Sunday, December 31, 2006

An embarrassingly predictable opinion.

Cheney hails Ford's pardon of Nixon

"Ford's decision to pardon Richard Nixon, so divisive at the time that it probably cost him the 1976 election, was dealt with squarely in his funeral services by his old chief of staff, Vice President Dick Cheney.

"'It was this man, Gerald R. Ford, who led our republic safely though a crisis that could have turned to catastrophe,' said Cheney, speaking in the Capitol Rotunda where Ford's body rested. 'Gerald Ford was almost alone in understanding that there can be no healing without pardon.'"


With all due respect to Vice-President Cheney (which at this stage is little), the notion that pardoning Nixon served anybody but Nixon himself is, to put it kindly, grotesque. It buried information that the American public deserved and needed to know about the extremes of corruption to which a popularly elected president can sink. It allowed a truly twisted individual to lapse into semi-respectable retirement instead of facing internment in a prison or mental institution, whichever the judge found more suitable.
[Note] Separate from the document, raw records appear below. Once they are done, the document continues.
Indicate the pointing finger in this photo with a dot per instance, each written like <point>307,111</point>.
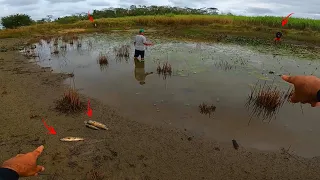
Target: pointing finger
<point>38,151</point>
<point>39,169</point>
<point>287,78</point>
<point>315,104</point>
<point>294,98</point>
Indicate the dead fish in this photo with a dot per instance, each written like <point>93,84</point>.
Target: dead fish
<point>92,127</point>
<point>235,144</point>
<point>97,124</point>
<point>69,139</point>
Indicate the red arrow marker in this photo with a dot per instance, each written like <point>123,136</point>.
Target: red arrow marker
<point>50,128</point>
<point>285,20</point>
<point>90,17</point>
<point>89,113</point>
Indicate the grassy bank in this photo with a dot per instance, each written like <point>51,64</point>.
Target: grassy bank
<point>214,21</point>
<point>224,28</point>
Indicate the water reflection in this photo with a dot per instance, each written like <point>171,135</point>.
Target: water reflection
<point>199,75</point>
<point>139,71</point>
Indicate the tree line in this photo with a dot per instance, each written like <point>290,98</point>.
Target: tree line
<point>18,20</point>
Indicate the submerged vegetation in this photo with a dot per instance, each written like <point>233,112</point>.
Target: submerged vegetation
<point>122,51</point>
<point>70,102</point>
<point>224,65</point>
<point>266,100</point>
<point>102,59</point>
<point>164,70</point>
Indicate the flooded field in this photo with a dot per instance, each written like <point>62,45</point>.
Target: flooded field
<point>219,75</point>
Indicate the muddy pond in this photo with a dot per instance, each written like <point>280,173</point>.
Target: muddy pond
<point>216,74</point>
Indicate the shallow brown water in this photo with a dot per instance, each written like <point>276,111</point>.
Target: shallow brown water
<point>175,100</point>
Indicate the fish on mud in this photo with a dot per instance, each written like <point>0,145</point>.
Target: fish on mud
<point>97,124</point>
<point>69,139</point>
<point>91,126</point>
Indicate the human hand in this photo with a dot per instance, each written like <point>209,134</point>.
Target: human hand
<point>25,164</point>
<point>305,89</point>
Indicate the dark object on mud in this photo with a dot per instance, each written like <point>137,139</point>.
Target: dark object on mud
<point>70,74</point>
<point>3,49</point>
<point>224,65</point>
<point>266,100</point>
<point>165,70</point>
<point>217,148</point>
<point>206,109</point>
<point>123,51</point>
<point>235,144</point>
<point>70,103</point>
<point>94,175</point>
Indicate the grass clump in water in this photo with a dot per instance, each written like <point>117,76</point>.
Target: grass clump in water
<point>266,100</point>
<point>102,59</point>
<point>70,103</point>
<point>123,51</point>
<point>224,65</point>
<point>165,69</point>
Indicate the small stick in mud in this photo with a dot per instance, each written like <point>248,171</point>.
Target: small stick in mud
<point>235,144</point>
<point>94,175</point>
<point>206,109</point>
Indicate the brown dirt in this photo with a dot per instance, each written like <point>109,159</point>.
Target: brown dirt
<point>129,150</point>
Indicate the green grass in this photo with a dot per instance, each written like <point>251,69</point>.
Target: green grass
<point>227,28</point>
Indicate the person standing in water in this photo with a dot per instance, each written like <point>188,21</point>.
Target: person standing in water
<point>139,72</point>
<point>139,43</point>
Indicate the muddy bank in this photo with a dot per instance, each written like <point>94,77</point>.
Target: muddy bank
<point>129,150</point>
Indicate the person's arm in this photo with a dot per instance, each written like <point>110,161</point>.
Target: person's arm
<point>8,174</point>
<point>22,165</point>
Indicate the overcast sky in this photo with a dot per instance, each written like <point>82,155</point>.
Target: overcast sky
<point>38,9</point>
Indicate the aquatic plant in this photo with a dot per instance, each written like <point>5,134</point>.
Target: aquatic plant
<point>55,50</point>
<point>122,51</point>
<point>266,100</point>
<point>70,102</point>
<point>224,65</point>
<point>102,59</point>
<point>207,109</point>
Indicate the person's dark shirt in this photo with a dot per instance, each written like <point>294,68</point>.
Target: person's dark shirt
<point>8,174</point>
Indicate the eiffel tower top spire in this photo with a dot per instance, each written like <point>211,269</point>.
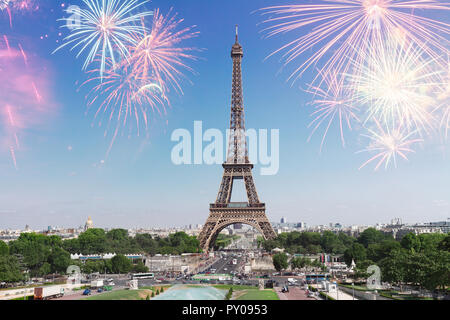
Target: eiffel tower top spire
<point>237,149</point>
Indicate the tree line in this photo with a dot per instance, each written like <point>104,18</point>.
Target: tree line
<point>422,260</point>
<point>33,255</point>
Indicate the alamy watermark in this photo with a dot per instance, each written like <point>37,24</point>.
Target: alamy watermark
<point>210,147</point>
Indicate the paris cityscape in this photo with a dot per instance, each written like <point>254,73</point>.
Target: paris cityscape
<point>129,175</point>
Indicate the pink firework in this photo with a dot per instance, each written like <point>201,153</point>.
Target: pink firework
<point>158,54</point>
<point>121,99</point>
<point>19,6</point>
<point>333,32</point>
<point>131,90</point>
<point>24,95</point>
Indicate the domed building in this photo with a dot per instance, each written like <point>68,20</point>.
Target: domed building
<point>89,224</point>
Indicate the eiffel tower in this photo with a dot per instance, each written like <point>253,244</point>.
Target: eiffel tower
<point>224,213</point>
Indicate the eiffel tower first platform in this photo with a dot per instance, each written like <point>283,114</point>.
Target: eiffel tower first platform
<point>224,213</point>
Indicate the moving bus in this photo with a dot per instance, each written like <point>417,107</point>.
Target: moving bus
<point>316,278</point>
<point>137,276</point>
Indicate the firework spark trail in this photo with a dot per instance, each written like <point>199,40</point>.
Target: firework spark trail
<point>5,38</point>
<point>397,85</point>
<point>22,102</point>
<point>13,157</point>
<point>388,144</point>
<point>342,29</point>
<point>444,104</point>
<point>157,55</point>
<point>13,127</point>
<point>18,6</point>
<point>105,27</point>
<point>138,85</point>
<point>119,88</point>
<point>332,103</point>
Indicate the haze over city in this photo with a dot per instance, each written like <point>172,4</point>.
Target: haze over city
<point>63,173</point>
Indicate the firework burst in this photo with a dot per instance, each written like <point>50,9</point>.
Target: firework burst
<point>158,55</point>
<point>332,102</point>
<point>137,86</point>
<point>343,29</point>
<point>389,144</point>
<point>396,84</point>
<point>105,28</point>
<point>123,101</point>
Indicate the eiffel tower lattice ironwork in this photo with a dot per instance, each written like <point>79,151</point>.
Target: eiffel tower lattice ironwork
<point>223,212</point>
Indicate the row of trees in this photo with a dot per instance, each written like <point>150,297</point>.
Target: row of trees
<point>38,255</point>
<point>422,260</point>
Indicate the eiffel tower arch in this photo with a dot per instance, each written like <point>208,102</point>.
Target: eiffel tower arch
<point>223,212</point>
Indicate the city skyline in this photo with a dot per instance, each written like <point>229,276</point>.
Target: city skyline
<point>62,175</point>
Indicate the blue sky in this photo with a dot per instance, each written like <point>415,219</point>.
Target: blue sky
<point>138,186</point>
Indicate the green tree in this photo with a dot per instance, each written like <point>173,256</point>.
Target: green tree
<point>93,241</point>
<point>411,242</point>
<point>280,261</point>
<point>59,260</point>
<point>356,252</point>
<point>371,235</point>
<point>140,267</point>
<point>394,266</point>
<point>9,269</point>
<point>45,269</point>
<point>445,244</point>
<point>121,264</point>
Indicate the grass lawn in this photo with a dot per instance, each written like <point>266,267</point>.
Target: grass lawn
<point>235,287</point>
<point>255,294</point>
<point>121,295</point>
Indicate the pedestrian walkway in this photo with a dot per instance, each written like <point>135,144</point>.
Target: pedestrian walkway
<point>340,295</point>
<point>294,293</point>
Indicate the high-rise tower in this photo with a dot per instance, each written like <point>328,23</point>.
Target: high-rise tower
<point>237,167</point>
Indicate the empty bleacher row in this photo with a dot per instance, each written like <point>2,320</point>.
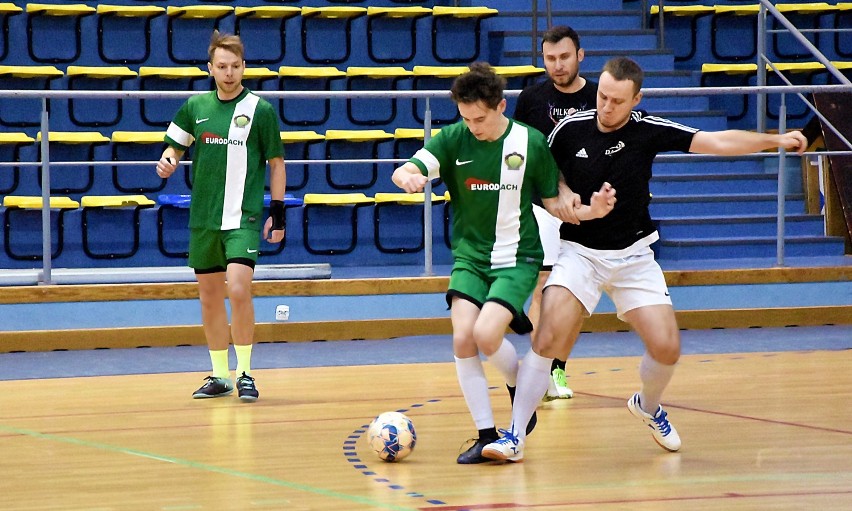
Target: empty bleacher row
<point>696,218</point>
<point>140,231</point>
<point>141,114</point>
<point>154,35</point>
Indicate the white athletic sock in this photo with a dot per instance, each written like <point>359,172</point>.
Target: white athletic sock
<point>533,378</point>
<point>655,377</point>
<point>505,359</point>
<point>474,386</point>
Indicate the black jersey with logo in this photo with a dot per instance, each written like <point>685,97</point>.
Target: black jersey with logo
<point>542,105</point>
<point>588,157</point>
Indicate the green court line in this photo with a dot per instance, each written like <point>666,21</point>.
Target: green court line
<point>204,466</point>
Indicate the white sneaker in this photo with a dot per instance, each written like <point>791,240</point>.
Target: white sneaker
<point>558,387</point>
<point>664,433</point>
<point>506,448</point>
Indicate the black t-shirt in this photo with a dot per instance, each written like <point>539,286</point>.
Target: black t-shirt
<point>588,157</point>
<point>542,105</point>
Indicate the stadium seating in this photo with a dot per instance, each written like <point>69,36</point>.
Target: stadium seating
<point>341,45</point>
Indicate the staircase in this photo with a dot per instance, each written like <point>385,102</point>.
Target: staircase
<point>705,209</point>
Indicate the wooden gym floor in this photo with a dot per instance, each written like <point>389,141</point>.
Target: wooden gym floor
<point>761,430</point>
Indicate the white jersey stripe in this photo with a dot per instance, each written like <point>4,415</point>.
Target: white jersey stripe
<point>507,234</point>
<point>235,178</point>
<point>433,167</point>
<point>180,136</point>
<point>665,122</point>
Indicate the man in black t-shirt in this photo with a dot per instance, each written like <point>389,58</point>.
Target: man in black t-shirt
<point>617,144</point>
<point>542,106</point>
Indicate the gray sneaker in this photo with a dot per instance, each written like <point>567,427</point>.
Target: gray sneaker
<point>215,387</point>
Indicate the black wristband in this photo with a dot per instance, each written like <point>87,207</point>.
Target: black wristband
<point>276,211</point>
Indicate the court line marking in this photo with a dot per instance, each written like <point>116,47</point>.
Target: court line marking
<point>203,466</point>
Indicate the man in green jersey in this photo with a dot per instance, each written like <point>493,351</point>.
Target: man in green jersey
<point>492,167</point>
<point>235,134</point>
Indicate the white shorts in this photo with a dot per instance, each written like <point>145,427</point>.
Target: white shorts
<point>548,231</point>
<point>631,277</point>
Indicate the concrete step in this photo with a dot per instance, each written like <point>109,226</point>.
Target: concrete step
<point>730,204</point>
<point>579,20</point>
<point>738,225</point>
<point>706,184</point>
<point>753,246</point>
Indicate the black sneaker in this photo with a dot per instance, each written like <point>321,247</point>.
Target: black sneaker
<point>533,420</point>
<point>246,389</point>
<point>474,455</point>
<point>215,387</point>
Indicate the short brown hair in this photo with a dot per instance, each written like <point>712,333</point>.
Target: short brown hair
<point>623,68</point>
<point>560,32</point>
<point>228,42</point>
<point>480,83</point>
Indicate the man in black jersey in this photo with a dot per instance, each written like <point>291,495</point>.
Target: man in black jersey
<point>617,144</point>
<point>542,106</point>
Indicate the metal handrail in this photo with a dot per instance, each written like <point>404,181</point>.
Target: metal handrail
<point>45,276</point>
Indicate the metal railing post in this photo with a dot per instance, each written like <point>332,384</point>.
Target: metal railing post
<point>46,242</point>
<point>427,199</point>
<point>782,187</point>
<point>761,69</point>
<point>534,33</point>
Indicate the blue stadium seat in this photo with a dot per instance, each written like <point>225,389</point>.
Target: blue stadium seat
<point>70,146</point>
<point>297,146</point>
<point>353,144</point>
<point>120,30</point>
<point>306,111</point>
<point>96,113</point>
<point>10,151</point>
<point>189,28</point>
<point>22,217</point>
<point>24,113</point>
<point>50,30</point>
<point>259,25</point>
<point>105,221</point>
<point>323,24</point>
<point>6,10</point>
<point>373,111</point>
<point>392,33</point>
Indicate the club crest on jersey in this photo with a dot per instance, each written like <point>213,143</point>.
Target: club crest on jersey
<point>214,139</point>
<point>241,121</point>
<point>477,185</point>
<point>514,160</point>
<point>614,149</point>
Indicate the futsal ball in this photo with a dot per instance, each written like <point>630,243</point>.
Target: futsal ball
<point>391,435</point>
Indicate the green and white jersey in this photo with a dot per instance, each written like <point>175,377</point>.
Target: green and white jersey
<point>233,141</point>
<point>491,185</point>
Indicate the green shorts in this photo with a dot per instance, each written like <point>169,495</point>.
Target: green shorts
<point>213,250</point>
<point>510,287</point>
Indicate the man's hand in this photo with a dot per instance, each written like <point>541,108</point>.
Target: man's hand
<point>410,182</point>
<point>602,201</point>
<point>793,141</point>
<point>272,236</point>
<point>166,167</point>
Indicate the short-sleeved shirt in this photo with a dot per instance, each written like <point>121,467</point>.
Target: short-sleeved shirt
<point>233,141</point>
<point>588,157</point>
<point>542,105</point>
<point>491,185</point>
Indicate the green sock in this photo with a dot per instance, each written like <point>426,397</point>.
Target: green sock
<point>243,358</point>
<point>219,358</point>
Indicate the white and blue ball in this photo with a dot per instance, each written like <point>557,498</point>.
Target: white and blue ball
<point>391,435</point>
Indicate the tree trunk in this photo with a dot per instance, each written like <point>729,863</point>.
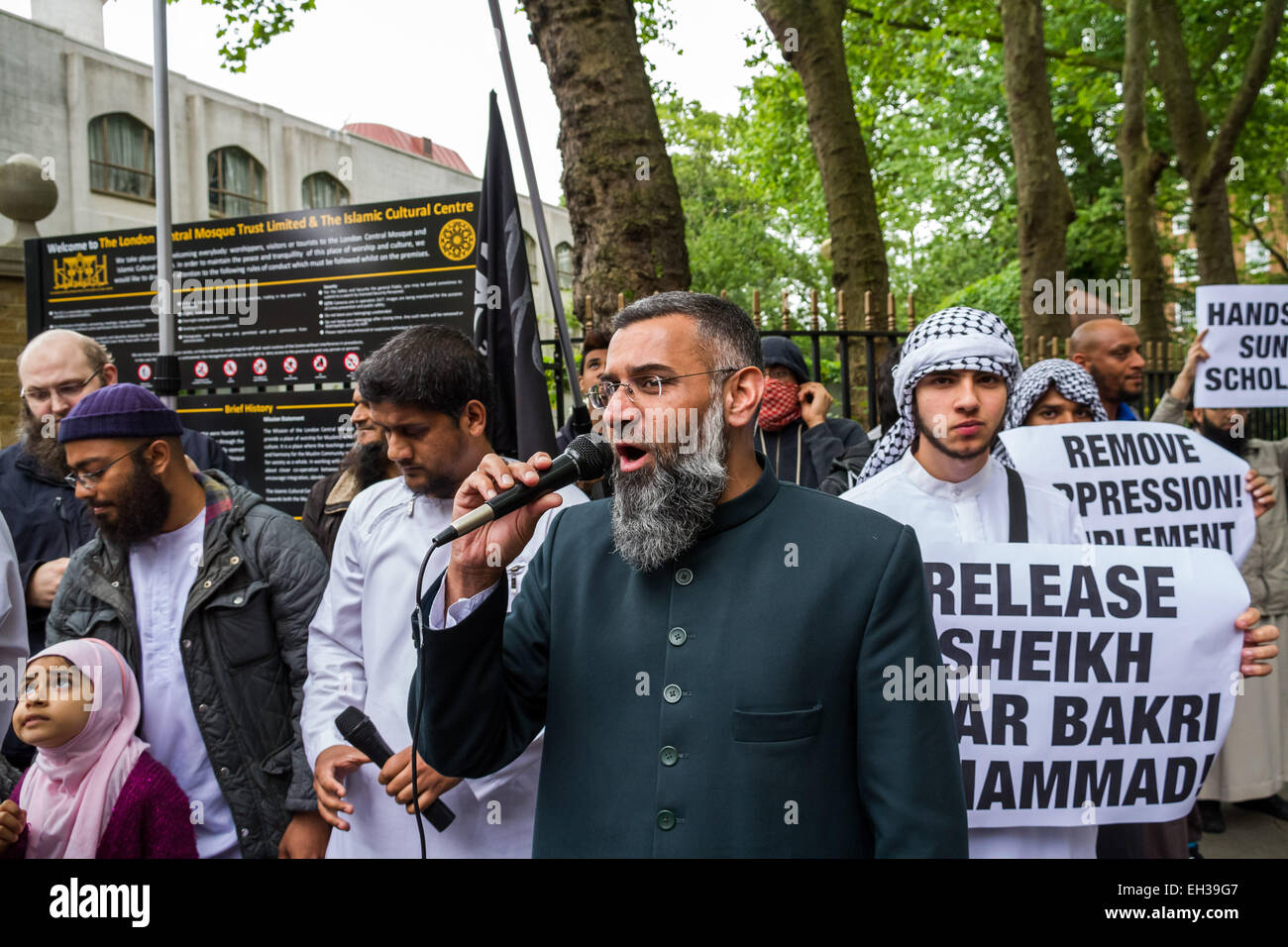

It rendered Nixon's assertion "If the president does it, it's not a crime" into a functional truth. It healed nothing -- unless a thin layer of dirt may be said to "heal" a landfill by masking it. It was a great misfortune for America, no matter how idiotically well-meant the intention, and will forever doom Gerald Ford's legacy as one of mediocrity.

Ford, we are willing to allow, was not a bad man, and perhaps, in a low-key way, might have made a decent administrator if by accident he should have ascended to the office at a different juncture. The unfortunate truth is that he was the wrong man at the wrong time. So be it. Rest in peace.

On a related note, we recently screened the 1984 Robert Altman film Secret Honor, a fictional presentation of an evening alone with Richard M. Nixon. The movie, adapted from a play, has a certain stagey quality, and the filming process (16mm blown up to 35mm) lends a slightly 1970s detective-show look to the photography. That said, Phillip Baker Hall gives one of the most mesmerizing performances we have seen in cinema. His Nixon -- inarticulate, at times raving, frighteningly volatile -- runs the gamut from madly comic to horrifyingly touching. The film blends a great deal of fact with a tiny amount of invention, but so powerful is the result one wonders why the invention was necessary: the facts are insane enough. Conspiracy buffs will enjoy the references to such topical subjects as Bohemian Grove and the future President Goerge H. W. Bush, Nixon buffs will amuse themselves by counting all the bases covered, and no one can fail to be impressed by Mr. Hall's brilliant, repulsive, terrifying conviction, in the greatest tragic role written by our times.


"Now the dogcatcher is king!"
--Secret Honor

"Thou hast seen a farmer's dog bark at a beggar? An the creature run from the cur, there thou mightst behold the great image of authority. A dog's obeyed in office."